La verità è che quando hai un sogno e sei determinato come lo è stato Emiliano prima o poi le cose si avverano. Nel 2017, dopo un attento studio del territorio e della qualità delle varietà prodotte finora, si convince a vinificare in proprio le uve che prima andavano in conferimento. La scelta privilegia la vinificazione in purezza dei vitigni autoctoni (Grechetto e Malvasia Puntinata) caratteristici della zona avendo particolare cura e attenzione verso la terra in cui dimorano da sempre.

Il buongiorno si vede dal mattino! Da un’accurata selezione in vigna dei migliori grappoli fino alla maturazione di sette mesi sulle fecce fini in cemento, ho degustato due esempi dal carattere schietto, pulito ed identitario. Mentre per il Cleto (omaggio a Papà Anacleto) le uve di Grechetto raccolte a mano vengono dolcemente pressate, per il Lavente (da suolo vulcanico) le uve di Malvasia Puntinata sono sottoposte a macerazione pre-fermentativa prima della pressatura soffice.

Cleto 2019 colpisce per profumi di pesca gialla e agrumi e, se lo sai attendere con calma, ti avvolge per soffuse essenze di fiori di campo. Il sorso è energia e sapidità all’unisono, con quella freschezza che si protrae fino all’ultima goccia.

Lavente 2020 non ha la classica aromaticità prorompente della Malvasia Puntinata, ma un delicato sentore al naso di mela gialla ed erbette aromatiche. Piacevolissima la beva così intensa e persistente dove sapidità e mineralità la fanno da padrone. Ogni annata del Lavente è una vera sorpresa.

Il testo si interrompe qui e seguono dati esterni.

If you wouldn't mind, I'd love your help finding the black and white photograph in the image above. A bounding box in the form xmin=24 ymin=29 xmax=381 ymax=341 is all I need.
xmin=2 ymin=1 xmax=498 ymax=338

Gianmarco Iachetti – Colle San Lorenzo Igt 2021 – Che meraviglia i vini di Gianmarco. Giovane produttore classe ’92 dopo essersi laureato in Enologia all’Università della Tuscia ed aver frequentato a Bordeaux l’Institut des Sciences De la Vigne et Vin (in sigla ISVV), ritorna alle origini recuperando l’azienda appartenuta ai nonni dal lontano 1953. Prima vendemmia targata 2016. Sei gli ettari vitati, dislocati nell’Agro Pontino a Doganella di Ninfa (LT), alle pendici dei Monti Lepini, culla di due autoctoni come il Nero Buono e il Bellone. Ampia gamma dei prodotti, la maggior parte realizzata da varietà autoctone. Personalmente sono rimasta colpita dal Colle San Lorenzo, blend di uve rosse 75% Merlot e 25% Cesanese.

Il frutto di prove continue ed esperimenti per arrivare ogni anno ad ottenere risultati diversi e interpretativi. Dall’amore per il territorio è nata anche la collaborazione con l’Associazione Piccoli Vignaioli Pontini per diffondere e valorizzare al meglio i vitigni di questa zona e le loro peculiarità. Colle San Lorenzo 2021 va letteralmente dimenticato per anni in cantina, così intenso e complesso al naso con note croccanti di frutti rossi e un’importante balsamicità ben armonizzata al sottobosco finale. Sorso morbido nonostante la gioventù, si fa bere con estrema facilità portando ad una chiosa di bocca caldamente fruttata.